Sürekli kazanmak istiyorlar. Sürekli konuşuyor, sözler veriyorlar. O sözleri tutamadıklarında kendilerinden utanmıyorlar, söz vermek ve tutmamak onların hakkıymış gibi davranıyorlar. Hesap sorulursa suçu hep başkalarına atıyorlar.
Gitmiyorlar, arkadan gelene yer açmıyorlar. Gençlerin, kadınların, halkın, toprağına sahip çıkanların siyaset yapmasına da engel oluyorlar.
Sırça köşklerde oturuyorlar ama dünyaya bakmıyorlar, o camlarda kendi yansımalarını görüyorlar sadece. Her şeye rağmen sevilmek istiyorlar, güç istiyorlar, tarihe geçmek, unutulmaz olmak istiyorlar. Kendi kurguladıkları bu demokrasi oyununa dahil olmamızı, bizi dahil ettikleri için onlara minnettar olmamızı ve onların kurallarıyla oynamaya devam etmemizi bekliyorlar.
Oysa gösteri çağının bir de bu taraftan görünen yanı var. Eskiden miting alanının sonunda ya da arada bir televizyonda görünen siyasetçiler artık burnumuzun ucundalar.
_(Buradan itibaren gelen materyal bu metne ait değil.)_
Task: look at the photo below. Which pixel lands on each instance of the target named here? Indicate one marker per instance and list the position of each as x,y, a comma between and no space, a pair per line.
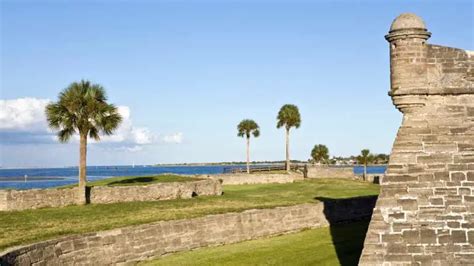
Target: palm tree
365,158
82,109
320,153
246,128
288,117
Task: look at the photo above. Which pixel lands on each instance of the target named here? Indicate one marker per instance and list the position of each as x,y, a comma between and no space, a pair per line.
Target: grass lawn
22,227
337,245
138,180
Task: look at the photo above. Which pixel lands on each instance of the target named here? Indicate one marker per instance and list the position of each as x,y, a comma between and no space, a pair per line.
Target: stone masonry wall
425,212
37,198
160,191
330,172
41,198
152,240
262,178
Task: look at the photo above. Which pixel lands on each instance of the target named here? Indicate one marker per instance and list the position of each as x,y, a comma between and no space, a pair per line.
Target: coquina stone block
131,244
425,212
11,200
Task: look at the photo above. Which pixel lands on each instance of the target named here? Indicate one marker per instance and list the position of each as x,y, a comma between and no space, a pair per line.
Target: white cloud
24,114
173,138
28,115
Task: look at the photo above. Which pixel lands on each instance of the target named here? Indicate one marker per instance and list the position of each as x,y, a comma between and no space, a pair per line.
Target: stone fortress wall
261,178
41,198
321,171
425,211
126,245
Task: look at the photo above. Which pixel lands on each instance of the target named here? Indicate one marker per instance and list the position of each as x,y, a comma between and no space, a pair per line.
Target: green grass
22,227
137,180
335,245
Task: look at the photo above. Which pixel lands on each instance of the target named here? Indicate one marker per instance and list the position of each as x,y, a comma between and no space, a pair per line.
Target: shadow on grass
133,181
348,240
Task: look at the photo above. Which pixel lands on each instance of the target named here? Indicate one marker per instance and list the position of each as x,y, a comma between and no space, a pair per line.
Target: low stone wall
261,178
316,171
37,198
41,198
151,240
160,191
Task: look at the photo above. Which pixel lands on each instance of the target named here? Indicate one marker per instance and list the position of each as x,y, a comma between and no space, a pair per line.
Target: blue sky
187,72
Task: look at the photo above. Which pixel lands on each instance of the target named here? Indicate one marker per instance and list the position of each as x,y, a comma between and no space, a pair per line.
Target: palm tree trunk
82,168
248,155
288,150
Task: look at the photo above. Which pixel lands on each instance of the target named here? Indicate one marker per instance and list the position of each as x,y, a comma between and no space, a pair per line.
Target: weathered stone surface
41,198
424,214
262,178
330,172
126,245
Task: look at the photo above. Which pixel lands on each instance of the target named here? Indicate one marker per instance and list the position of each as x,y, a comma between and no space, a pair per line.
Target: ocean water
54,177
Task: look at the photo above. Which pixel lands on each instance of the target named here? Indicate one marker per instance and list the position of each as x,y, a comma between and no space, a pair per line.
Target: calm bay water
53,177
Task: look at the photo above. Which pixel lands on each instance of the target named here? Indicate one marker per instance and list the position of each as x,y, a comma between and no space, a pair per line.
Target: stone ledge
135,243
42,198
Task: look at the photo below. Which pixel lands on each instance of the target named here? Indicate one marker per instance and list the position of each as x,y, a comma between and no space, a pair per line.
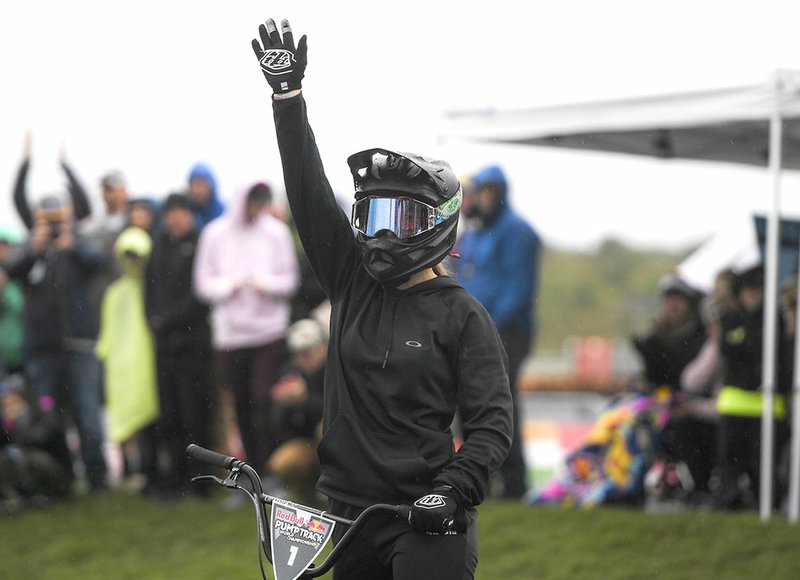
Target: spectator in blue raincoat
204,194
499,265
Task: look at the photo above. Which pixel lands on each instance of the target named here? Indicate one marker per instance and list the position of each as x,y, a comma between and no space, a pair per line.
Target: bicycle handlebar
230,463
211,457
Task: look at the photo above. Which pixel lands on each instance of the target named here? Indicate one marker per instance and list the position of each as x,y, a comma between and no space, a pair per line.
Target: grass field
119,536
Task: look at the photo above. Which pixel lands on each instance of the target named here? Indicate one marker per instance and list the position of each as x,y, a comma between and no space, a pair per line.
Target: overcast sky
151,87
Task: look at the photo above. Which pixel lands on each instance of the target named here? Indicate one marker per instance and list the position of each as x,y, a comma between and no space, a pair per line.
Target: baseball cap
303,335
113,179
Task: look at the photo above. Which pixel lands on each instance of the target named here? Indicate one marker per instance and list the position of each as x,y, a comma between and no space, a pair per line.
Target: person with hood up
180,326
203,193
125,346
408,348
246,269
499,265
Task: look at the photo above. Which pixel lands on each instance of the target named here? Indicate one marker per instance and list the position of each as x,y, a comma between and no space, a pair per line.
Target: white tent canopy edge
754,125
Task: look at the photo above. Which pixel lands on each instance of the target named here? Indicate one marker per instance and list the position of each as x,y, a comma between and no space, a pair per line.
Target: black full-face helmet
415,198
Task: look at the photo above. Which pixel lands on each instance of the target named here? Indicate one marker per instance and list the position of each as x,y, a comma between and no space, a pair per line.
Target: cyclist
409,346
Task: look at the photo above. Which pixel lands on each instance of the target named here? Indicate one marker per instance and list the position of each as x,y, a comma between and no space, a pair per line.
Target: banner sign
297,537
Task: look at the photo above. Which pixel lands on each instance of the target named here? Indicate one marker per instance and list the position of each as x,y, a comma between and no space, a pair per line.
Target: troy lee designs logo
277,61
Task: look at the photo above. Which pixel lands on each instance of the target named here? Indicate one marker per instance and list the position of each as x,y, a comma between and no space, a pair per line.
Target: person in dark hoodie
499,265
179,321
203,193
408,348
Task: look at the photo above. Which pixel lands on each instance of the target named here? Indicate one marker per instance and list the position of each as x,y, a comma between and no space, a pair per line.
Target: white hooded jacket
248,272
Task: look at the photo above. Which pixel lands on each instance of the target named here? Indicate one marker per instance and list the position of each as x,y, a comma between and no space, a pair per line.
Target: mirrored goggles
403,216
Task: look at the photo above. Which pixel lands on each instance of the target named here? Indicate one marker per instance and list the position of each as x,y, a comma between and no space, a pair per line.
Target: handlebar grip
404,513
210,457
457,523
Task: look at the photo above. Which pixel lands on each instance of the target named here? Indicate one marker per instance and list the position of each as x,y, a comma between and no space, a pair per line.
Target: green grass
119,536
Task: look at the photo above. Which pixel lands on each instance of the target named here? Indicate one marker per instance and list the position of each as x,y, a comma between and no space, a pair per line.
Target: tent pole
770,319
794,467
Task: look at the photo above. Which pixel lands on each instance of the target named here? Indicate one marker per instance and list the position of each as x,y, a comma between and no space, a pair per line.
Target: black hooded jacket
399,362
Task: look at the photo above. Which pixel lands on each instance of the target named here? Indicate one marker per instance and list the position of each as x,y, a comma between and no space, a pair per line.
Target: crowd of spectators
124,326
704,352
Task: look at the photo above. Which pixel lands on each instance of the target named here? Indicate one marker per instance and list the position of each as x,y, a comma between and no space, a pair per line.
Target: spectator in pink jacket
247,270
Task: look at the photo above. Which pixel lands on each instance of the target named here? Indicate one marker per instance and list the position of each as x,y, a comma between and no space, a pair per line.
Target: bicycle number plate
297,537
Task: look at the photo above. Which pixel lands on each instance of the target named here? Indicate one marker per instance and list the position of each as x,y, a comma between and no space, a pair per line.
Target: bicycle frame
289,510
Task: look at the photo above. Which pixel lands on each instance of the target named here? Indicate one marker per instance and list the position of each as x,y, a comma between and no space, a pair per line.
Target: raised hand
282,63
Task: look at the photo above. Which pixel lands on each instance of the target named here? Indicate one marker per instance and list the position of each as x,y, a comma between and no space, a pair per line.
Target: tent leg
770,320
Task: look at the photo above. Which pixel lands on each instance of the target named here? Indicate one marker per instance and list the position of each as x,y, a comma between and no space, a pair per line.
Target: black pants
186,400
388,549
513,470
692,440
739,441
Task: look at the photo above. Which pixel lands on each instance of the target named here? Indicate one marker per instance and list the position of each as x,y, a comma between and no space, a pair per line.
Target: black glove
282,64
434,513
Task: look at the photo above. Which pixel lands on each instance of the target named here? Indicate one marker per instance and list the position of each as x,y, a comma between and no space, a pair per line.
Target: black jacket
178,318
57,298
741,349
399,362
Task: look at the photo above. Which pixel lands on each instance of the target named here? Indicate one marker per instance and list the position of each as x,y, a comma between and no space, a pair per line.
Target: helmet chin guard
383,173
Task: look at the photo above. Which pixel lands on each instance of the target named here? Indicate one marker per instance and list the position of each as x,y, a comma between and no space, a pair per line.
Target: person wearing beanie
246,270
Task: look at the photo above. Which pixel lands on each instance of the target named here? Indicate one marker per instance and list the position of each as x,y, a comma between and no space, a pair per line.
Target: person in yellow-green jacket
125,346
739,402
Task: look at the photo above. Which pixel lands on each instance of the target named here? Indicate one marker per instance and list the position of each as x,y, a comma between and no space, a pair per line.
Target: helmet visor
403,216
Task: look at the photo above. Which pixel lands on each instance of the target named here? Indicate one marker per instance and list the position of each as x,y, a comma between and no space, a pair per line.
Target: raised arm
323,227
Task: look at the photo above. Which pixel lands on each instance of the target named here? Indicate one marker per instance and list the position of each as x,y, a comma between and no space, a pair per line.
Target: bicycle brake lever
213,478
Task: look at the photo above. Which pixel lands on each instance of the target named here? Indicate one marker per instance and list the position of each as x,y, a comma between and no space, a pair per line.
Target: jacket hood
135,241
491,175
213,207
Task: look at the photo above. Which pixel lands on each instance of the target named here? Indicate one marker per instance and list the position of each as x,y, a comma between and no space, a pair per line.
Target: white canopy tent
754,125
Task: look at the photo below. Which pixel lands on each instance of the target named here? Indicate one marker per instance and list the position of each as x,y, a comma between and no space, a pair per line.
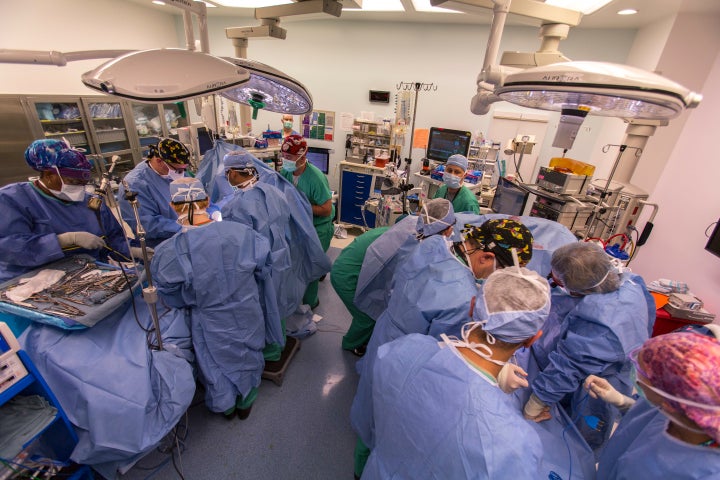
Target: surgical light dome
165,75
606,89
276,91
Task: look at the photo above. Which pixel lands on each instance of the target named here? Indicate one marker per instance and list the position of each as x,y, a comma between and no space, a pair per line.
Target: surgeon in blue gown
673,430
166,161
439,411
221,271
598,317
122,396
308,259
48,218
263,208
389,250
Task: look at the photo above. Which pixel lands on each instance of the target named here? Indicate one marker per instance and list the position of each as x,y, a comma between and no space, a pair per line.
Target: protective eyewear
290,156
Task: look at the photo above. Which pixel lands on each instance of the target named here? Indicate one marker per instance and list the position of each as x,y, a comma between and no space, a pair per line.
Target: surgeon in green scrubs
313,183
344,276
462,198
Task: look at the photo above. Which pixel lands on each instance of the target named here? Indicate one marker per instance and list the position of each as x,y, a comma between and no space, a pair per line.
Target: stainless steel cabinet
103,126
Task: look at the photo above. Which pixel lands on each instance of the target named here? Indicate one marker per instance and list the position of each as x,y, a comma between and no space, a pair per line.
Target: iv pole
150,292
415,86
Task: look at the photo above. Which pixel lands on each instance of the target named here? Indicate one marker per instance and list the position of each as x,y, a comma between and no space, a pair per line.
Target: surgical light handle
149,292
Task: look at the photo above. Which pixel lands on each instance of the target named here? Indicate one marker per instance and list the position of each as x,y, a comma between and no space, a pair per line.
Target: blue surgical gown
438,417
264,209
308,258
32,220
432,293
642,448
219,271
121,396
591,335
381,260
156,215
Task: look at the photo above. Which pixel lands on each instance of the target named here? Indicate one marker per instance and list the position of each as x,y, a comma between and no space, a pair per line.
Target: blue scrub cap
513,304
238,159
186,190
435,216
458,160
48,154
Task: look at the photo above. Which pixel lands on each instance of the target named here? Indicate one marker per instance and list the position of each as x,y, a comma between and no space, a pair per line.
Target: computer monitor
320,157
443,142
509,198
205,140
713,244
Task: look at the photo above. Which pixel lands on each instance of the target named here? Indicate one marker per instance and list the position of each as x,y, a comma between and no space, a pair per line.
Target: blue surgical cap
513,304
186,190
238,159
48,154
458,160
435,216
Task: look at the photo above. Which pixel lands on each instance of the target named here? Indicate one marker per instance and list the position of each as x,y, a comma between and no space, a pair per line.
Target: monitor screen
320,157
443,142
509,198
205,140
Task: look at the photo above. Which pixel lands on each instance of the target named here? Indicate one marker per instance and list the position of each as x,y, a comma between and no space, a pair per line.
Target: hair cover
435,216
686,366
584,267
186,190
49,154
499,236
238,160
172,151
294,145
514,304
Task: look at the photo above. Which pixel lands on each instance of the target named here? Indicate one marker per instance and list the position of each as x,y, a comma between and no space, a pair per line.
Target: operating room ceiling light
424,6
585,6
378,6
165,75
277,91
606,89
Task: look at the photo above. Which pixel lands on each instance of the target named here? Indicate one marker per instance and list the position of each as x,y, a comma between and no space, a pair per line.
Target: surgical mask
289,165
479,348
244,186
452,181
70,193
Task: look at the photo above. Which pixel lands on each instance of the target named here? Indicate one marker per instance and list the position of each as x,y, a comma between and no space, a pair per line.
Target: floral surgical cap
686,366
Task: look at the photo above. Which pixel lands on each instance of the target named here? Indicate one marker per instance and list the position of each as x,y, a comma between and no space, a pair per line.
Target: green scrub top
347,265
464,201
313,183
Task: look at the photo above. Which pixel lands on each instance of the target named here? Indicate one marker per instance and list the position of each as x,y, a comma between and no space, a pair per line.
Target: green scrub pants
361,455
361,326
272,351
325,232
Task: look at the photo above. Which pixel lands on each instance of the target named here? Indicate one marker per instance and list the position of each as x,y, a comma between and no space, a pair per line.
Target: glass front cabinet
107,129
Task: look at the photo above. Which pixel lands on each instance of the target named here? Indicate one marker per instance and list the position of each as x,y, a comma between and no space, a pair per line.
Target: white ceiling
649,11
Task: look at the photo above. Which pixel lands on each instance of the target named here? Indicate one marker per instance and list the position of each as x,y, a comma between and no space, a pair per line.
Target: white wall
689,200
73,25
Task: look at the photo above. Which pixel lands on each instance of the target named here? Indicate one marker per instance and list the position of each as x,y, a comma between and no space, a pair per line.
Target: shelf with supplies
369,140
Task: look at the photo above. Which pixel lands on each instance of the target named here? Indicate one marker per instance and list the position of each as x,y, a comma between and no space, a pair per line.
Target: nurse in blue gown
48,218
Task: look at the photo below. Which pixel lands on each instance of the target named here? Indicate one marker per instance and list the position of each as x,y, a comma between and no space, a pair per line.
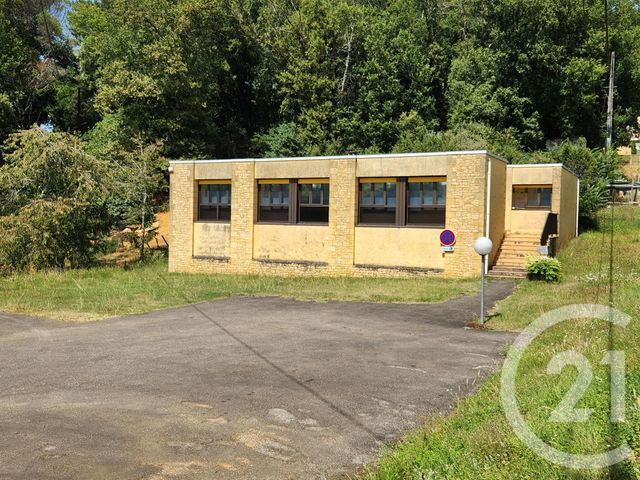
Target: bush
544,268
53,211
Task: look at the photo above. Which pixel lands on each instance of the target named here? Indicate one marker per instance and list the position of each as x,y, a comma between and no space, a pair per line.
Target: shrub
544,268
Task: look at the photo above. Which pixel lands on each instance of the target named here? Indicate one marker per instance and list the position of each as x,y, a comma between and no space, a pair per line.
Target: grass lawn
475,441
83,295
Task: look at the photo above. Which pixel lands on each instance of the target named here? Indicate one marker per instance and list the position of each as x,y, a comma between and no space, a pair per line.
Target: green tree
53,202
175,71
34,55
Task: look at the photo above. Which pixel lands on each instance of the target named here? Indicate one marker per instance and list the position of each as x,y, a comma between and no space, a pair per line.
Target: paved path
238,388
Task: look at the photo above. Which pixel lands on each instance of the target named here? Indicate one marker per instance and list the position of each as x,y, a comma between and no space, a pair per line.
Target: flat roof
340,157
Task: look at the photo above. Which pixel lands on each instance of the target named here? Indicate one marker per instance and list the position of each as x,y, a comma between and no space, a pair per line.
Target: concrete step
516,254
511,261
518,251
511,264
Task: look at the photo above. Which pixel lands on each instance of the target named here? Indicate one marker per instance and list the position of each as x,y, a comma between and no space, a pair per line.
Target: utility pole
606,24
610,101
Herkes onları izliyor, her yaptıkları sosyal medyaya düşüyor. Uyukladıklarını, geğirdiklerini, sinirlendiklerini ya da saçmaladıklarını birkaç dakika içinde görüntülü olarak öğrenebiliyoruz. Cep telefonlarımızda muhteşem bir arşiv var, istediğimiz zaman bakabiliyoruz. Sadece bizim gibi düşünenlerin değil, onlar hakkında başkalarının yazdıkları da bir tıkımızla önümüze düşüveriyor. Ne kadar uğraşsalar da bir yerden dikişler atıyor.
Yani tarih onları yazacak ama onların umduğu gibi yazmayacak. Birileri boş sözlerle överken birileri belgelerle gerçek yüzlerini yazacak. Yargıdan kaçsalar da arama motorlarından kaçamayacaklar. Hiçbir zaman bir mit olamayacaklar. Duvarlara posterleri asılmayacak, ölüm yıldönümleri hatırlanmayacak, anılarına kitaplar yazılmayacak.
Tarih bize her gecenin bir sabahı olduğunu öğretti. Gece uzun da sürse sabahlar kaçınılmaz. Ve biz seçmenler sabahın peşindeyiz. Samimiyetle arayışımızı sürdürüyoruz. Yanılıyoruz, yeniliyoruz ama vazgeçmiyoruz. Çünkü derdi çeken biziz, dermanı bulmak için çaba göstermek zorunda olan biziz. Tarihe geçmeye çalışmıyoruz. Sevdiğimiz insanlar için, kendimiz, ülkemiz için elimizden geleni yapmaya çalışıyoruz. Bardağın taşmasını beklerken bardağı taşıracak damla olmaya uğraşıyoruz.
Önümüzdeki ayın sonunda sandık başına gideceğiz. Hangi sebeple olursa olsun oyumuzu vereceğiz. Oy vermenin huzurunu hissedemeyeceğiz, sonuçlara sevinemeyeceğiz. Bütün bu sürecin sonunda tek istediğimiz elimizdeki o kâğıt parçasını alıp gitmeleri olacak. Artık bizimle işlerinin bittiğini bilmenin rahatlığını yaşayacağız belki de. Sonra işimize bakacağız. Bardağı taşıran olmak için damlamaya devam edeceğiz.